Iowa women climb to No. 2 in Associated Press for first time since 1994
Iowa rewarded for winning Big Ten Tournament in dominating fashion
By Susan Harman
IOWA CITY, Iowa – The afterglow of winning the Big Ten Tournament has lasted at least another day for the Hawkeyes.
The Associated Press poll was released, and the Iowa women’s basketball team has moved up from No. 7 to No. 2 in the country after beating Purdue, then-No. 5 Maryland and then-No. 14 (now No. 12) Ohio State.
This is Iowa’s highest ranking since 1994 when the Hawkeyes were No. 2 for eight weeks during Vivian Stringer’s tenure. That was the season following Iowa’s Final Four appearance.
Undefeated South Carolina has been top-ranked all season and just won the SEC tournament to cap its pre-NCAA season. Ohio State was No. 2 in January when it was unbeaten, but it lost consecutive games to Iowa, Indiana and Purdue and slid down the rankings.
One of the casualties of the Big Ten Tournament was then-No. 2 Indiana, the Big Ten regular-season champ which lost in the semifinals after giving up a 20-point halftime lead to OSU. But the Hoosiers didn’t fall far; they are at No. 3 in the poll.
Iowa (26-6) was ranked as high as fourth in preseason polling but has bounced around until sticking firmly in the top 10. Apparently voters put great stock in Iowa’s performance at the Big Ten tournament.

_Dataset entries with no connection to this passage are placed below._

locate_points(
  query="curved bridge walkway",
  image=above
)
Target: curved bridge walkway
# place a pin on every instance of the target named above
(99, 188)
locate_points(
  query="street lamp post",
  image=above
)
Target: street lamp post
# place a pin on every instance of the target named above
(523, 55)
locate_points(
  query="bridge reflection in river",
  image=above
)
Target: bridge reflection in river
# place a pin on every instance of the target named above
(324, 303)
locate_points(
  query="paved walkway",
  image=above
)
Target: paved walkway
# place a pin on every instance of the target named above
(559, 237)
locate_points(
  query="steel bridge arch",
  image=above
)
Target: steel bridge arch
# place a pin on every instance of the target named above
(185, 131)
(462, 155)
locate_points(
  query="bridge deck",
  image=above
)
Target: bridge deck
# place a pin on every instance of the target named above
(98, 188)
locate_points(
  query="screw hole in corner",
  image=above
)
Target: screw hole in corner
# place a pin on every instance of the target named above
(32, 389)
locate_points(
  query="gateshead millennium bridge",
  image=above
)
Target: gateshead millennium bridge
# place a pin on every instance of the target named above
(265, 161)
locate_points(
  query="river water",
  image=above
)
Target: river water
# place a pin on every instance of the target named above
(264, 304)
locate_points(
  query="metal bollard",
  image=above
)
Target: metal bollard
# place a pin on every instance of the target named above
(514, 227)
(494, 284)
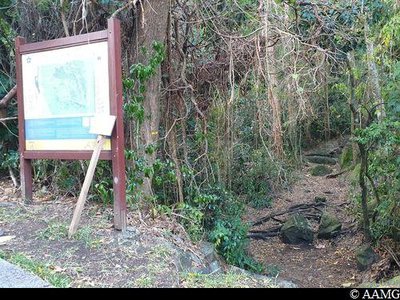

The tough victory over a Maryland team that had become a darling of voters and bracketologists, especially after pounding Iowa in College Park, impressed voters.
Then the Hawkeyes put on an offensive display for the ages in dismantling the Buckeyes 105-72.
Style points may have moved the needle. Not only did Iowa look terrific in Minneapolis, but the Hawkeyes were coming off the dramatic last-second victory over Indiana before a full house and a national ESPN audience.
Iowa star Caitlin Clark was the ESPN player of the week after her last-second, off-balance 3-pointer beat Indiana. She upped the ante by leading Iowa to the Big Ten tourney title and was named the most outstanding player for the event.
The rest of the AP top-10 is as follows: 4. Virginia Tech (ACC tourney champ), 5. Stanford (lost in Pac-12 semifinals but moved up a spot), 6. Maryland (fell one spot), 7. UConn (moved up two spots; playing Villanova in Big East title game Monday); 8. Utah (down 5 spots after losing in Pac-12 semifinals), 9. LSU (still only two losses; down five spots after losing to Tennessee in SEC semis), 10. Villanova (up one spot; has nation’s leading scorer in Maddy Siegrist 29.2 ppg).
ESPN’s calculation of the NCAA Tournament bracket still has Iowa as a 2 seed. Virginia Tech was elevated to a 1 seed after winning the ACC tournament and putting together an 11-game winning streak. ESPN has South Carolina, Indiana, Stanford and Virginia Tech as the four one seeds. Iowa, Maryland, Utah and LSU are the 2 seeds.
Clark was asked about NCAA seeding after Sunday’s victory.
“I think this does earn us a 1 seed, but at the same time I don’t know how much difference there is in a 1 seed, the fourth 1 seed, and the top 2 seed,” she said. “You’re technically in the same region. We beat two (projected) 1 seeds in the past two weeks (IU, Maryland). I don’t know how that wouldn’t earn you a 1 seed, but I’m not the one that makes those decisions.”
ESPN’s Charlie Creme, the author of the bracket, said Virginia Tech’s chief competitors for that final 1 seed are Maryland and Iowa. He wondered how the committee would view the Hokies’ relatively weak non-conference schedule even though they navigated the ballyhooed ACC.
“At the end of the day, we don’t have a lot of control over that,” Iowa coach Lisa Bluder said Sunday. “We’ll take what we have, and we’ll make the best of what we have.
“Do I think we deserve it? We do. We just survived one of the hardest conference tournaments in the country. We beat two teams that were predicted to be a 1 seed in the last seven days, the last eight days. I don’t know what else you can do to get this.”
The NCAA NET rating, which is used by the selection committee looks like this: 1. South Carolina, 2. UConn, 3. LSU, 4. Stanford, 5. Indiana, 6. Iowa, 7. Utah, 8. Notre Dame, 9. Virginia Tech, 10. Duke. Maryland is 13 and Ohio State 16.